I am writing to all members to advise them of the outcome of the NIPA Award 2021, as announced at the NIPA Annual Dinner on 18 November 2021 in front of 600 members and their guests.
We were fortunate to have a panel of eight judges with a variety of experience in the development and delivery of NSIPs, very ably chaired by Dr Janice Morphet of Bartlett School of Planning, UCL. I would also like to thank our former NIPA Board adviser and administrator Jane Smith for administering the Award.
The judges were privileged to learn from the experience and insight the submissions provided and their judging discussion reflected this. They also considered each criteria set for the Award and how evidence of these being met could be found in the entries for the range of NSIPs that were submitted.
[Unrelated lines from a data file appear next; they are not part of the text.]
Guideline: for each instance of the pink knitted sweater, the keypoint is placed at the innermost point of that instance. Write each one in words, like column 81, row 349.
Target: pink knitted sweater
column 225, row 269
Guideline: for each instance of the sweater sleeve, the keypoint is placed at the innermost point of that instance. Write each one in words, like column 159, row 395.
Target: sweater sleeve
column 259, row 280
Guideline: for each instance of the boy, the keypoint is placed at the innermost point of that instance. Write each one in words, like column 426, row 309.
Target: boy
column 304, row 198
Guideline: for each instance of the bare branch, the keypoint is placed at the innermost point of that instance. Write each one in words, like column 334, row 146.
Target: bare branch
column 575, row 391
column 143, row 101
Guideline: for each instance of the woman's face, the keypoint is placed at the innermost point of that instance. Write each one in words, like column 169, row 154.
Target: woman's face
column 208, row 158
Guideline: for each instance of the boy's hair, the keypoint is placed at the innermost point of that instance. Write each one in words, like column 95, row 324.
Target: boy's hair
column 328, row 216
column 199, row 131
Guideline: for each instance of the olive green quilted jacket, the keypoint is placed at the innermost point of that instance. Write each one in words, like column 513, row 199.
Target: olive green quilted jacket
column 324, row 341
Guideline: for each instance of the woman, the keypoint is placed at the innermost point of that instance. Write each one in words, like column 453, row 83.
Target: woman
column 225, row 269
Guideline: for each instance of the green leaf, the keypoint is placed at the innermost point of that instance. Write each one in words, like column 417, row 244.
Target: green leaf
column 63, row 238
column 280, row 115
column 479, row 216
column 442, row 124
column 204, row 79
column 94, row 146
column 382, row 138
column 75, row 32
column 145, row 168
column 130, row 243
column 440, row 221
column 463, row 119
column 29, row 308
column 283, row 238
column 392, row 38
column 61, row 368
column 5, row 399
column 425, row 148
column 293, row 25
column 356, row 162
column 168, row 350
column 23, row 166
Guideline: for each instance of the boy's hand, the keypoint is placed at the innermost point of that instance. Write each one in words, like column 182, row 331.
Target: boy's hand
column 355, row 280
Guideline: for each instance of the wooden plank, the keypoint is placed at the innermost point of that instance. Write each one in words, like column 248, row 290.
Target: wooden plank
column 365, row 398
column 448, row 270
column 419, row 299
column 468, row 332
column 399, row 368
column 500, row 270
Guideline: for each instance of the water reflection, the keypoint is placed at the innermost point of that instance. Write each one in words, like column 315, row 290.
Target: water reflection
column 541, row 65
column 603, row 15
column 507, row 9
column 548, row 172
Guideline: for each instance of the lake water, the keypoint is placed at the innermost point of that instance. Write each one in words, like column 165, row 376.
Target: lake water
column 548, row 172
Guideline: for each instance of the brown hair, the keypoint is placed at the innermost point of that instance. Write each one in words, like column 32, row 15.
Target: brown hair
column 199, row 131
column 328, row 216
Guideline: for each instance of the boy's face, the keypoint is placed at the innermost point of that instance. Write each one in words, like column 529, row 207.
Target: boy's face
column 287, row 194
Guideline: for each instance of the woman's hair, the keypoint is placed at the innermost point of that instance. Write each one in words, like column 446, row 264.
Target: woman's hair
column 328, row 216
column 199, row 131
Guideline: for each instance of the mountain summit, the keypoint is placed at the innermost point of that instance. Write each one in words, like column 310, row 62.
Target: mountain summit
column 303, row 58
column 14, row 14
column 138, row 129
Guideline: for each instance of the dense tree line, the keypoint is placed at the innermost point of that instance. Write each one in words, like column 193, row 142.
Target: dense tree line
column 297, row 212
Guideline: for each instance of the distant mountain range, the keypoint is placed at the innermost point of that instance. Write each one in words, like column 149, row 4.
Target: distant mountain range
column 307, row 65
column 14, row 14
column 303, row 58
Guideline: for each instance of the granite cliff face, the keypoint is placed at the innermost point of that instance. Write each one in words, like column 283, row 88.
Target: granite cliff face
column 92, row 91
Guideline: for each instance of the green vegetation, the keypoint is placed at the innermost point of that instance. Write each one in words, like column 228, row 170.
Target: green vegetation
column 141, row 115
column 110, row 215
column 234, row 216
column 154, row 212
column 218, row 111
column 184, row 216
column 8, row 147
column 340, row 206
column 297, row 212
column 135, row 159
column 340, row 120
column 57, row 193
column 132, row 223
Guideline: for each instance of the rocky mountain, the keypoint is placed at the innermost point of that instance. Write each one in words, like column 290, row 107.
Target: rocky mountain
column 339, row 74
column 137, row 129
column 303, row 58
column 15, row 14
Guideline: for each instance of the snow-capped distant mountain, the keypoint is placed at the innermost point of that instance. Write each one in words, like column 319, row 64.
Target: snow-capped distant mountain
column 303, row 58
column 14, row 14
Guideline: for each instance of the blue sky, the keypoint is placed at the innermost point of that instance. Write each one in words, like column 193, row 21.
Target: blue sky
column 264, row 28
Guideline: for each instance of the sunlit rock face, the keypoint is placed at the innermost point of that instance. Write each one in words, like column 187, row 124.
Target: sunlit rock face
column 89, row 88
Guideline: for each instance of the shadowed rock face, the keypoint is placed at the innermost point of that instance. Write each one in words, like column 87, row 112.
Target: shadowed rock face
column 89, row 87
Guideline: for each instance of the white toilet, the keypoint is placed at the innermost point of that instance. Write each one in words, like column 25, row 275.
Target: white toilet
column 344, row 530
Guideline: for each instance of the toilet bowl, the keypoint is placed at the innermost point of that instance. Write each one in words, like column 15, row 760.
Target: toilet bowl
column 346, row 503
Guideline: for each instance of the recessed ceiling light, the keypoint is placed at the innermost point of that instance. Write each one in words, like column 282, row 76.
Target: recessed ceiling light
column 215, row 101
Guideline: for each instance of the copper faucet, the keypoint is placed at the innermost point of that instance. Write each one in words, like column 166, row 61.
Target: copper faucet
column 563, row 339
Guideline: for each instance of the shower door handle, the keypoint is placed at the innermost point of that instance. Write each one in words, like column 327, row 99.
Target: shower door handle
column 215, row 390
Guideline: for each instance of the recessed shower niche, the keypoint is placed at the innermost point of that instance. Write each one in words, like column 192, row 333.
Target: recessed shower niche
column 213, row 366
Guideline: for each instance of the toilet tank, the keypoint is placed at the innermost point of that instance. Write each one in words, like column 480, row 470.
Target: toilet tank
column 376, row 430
Having made any declarations of interest, the process of judging was undertaken in two stages. The first was an individual assessment and marking against the six criteria identified in the NIPA Insights ll research by the judging panel. After these results were collated, the judging panel then had an online discussion about the entries and confirmed the marks.
After these two rounds of consideration, the judging panel identified two submissions – Hornsea Three Wind Farm and the Southampton to London Pipeline – as potential winners.
Therefore the judging panel wanted to give recognition to both projects:
A Highly Commended award was given to Hornsea Three Offshore Windfarm Project by Ørsted, as it delivered on the key objective that it should provide trust and confidence to stakeholders in respect of the methods of delivery and operation of the project and that some of the controls required to ensure flexibility and the best environmental solution were included in innovative elements of the DCO.
The overall winner and therefore recipient of the NIPA Award for 2021 was the Southampton to London Pipeline project, by Esso. The judging panel felt that the project demonstrated how engaging early and throughout the project’s development and delivery had enabled stakeholders to genuinely contribute to the design and mitigation approach before key routing decisions were made, thereby building trust and resulting in a much enhanced outcome. The judging panel felt that the project really delivered in the following key respects:
Engaging early, allowing stakeholders to genuinely contribute to the design and mitigation approach with evidence that meaningful engagement underpinned the whole approach. The judges commented:
o Each request or concern from landowners was considered by a multi-disciplinary team to evaluate whether the project could make a binding commitment.
o This started early in the project and continued throughout. There was clear feedback and changes were made as a result, building trust in the project. The customer stakeholder management tool clearly assisted in this process as did the philosophy of Esso and the project champion who recognise that trust must be earned. Promises that were made, were kept.
o The community engagement was exemplary.
o The development of route options and subsequent by the team has been informed by stakeholder engagement from the outset. Not only have the stakeholders been engaged in the development of the project but they have been able to contribute directly to its development.
o The adaptive approach adopted has regarded the stakeholders as a major contributor to route definition. This enabled both flexibility and stakeholder engagement to be used together to develop the project.
The vision and leadership demonstrated helped to build trust. The judges commented:
o The approach used by the promoter, including senior leadership and defined responsibility from within the company, has been evidenced in the submission through direct quotes from a local authority councillor and from Natural England.
An Environmental Investment Programme was secured and the project adopted a range of principles and working rules in its development, such as not affecting ancient woodland and retaining stakeholder
engagement throughout the project. ·
This was topped off with accolades from Natural England and local government and an excellent approach to engagement and consultation. The judges commented:
o The applicant seems to have made a significant effort to listen to landowners and residents along the (very long) route of this pipeline.
o Exemplary handling of a complex project.
My congratulations both to the winner, Southampton to London Pipeline project, by Esso, and to Hornsea Three Offshore Windfarm Project, by Ørsted for its highly commended entry.
The Award is yet another way that NIPA identifies and shares best practice in the planning, development, communication surrounding and delivery of nationally significant infrastructure projects. We are therefore very grateful to all those that submitted entries, and to our independent judging panel who gave up their valuable time to scrutinise the entries received and use their wide-ranging experience and knowledge to determine this year’s winner.